Plasmodium falciparum Histo-Aspartic Protease (HAP) inhibitor: Toxicity Investigation and Docking Study of 2-(2-benzoyl-4-methylphenoxy)quinoline-3-carbaldehyde derivatives

Abstract

Abstract Aspartic proteases possess catalytic sites for hydrolysis of peptide bonds which makes them potentials drug target in the malaria parasites. Inhibiting Histo-Aspartic Protease (HAP), aspartate (Asp215) and histidine (His32) residues of the P. falciparum disrupts the growth phase and ability to catalyse erythrocyte hemoglobin degradation. We synthesized compound 5; 2-(2-benzoyl-4-methylphenoxy)quinoline-3-carbaldehyde via Vilsmier-Hack and sp2 C-H activation protocols.

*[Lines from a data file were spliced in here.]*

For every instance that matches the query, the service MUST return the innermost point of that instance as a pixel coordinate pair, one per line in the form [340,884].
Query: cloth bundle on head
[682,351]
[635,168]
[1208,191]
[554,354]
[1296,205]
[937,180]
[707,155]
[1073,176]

We then designed fifty hypothetical compounds A1-A50 which were screened in-silico for their toxicity, pharmacokinetics, bioactivity score and binding affinities. Nine lead compounds showed no toxicity to human cells. Ten standard antimalarial drugs were used as reference. The lead compounds were generally within (-0.28 to 0.32) as highly or moderately bioactive for six bioactivity score parameters. Compounds A31 had (-11.3 kcal/mol) and A5 (-11.2 kcal/mol) binding energies. Mefloquine with (-9.6 kcal/mole) was best reference drug coming in position 9. Whilst compound A31 and mefloquine both showed no interactions with either Asp215 or His32 in the binding pockets, compound A5 showed π-π stacking interactions. . We opine therefore, that based on other drug-likeness parameters investigated, compound A5; 2-(2-benzoyl-4-methylphenoxy)-7-methylquinoline-3-carbaldehyde can be recommended as a possible candidate for new antimalarial drug development in line with SDG goal 3 on health and well-being.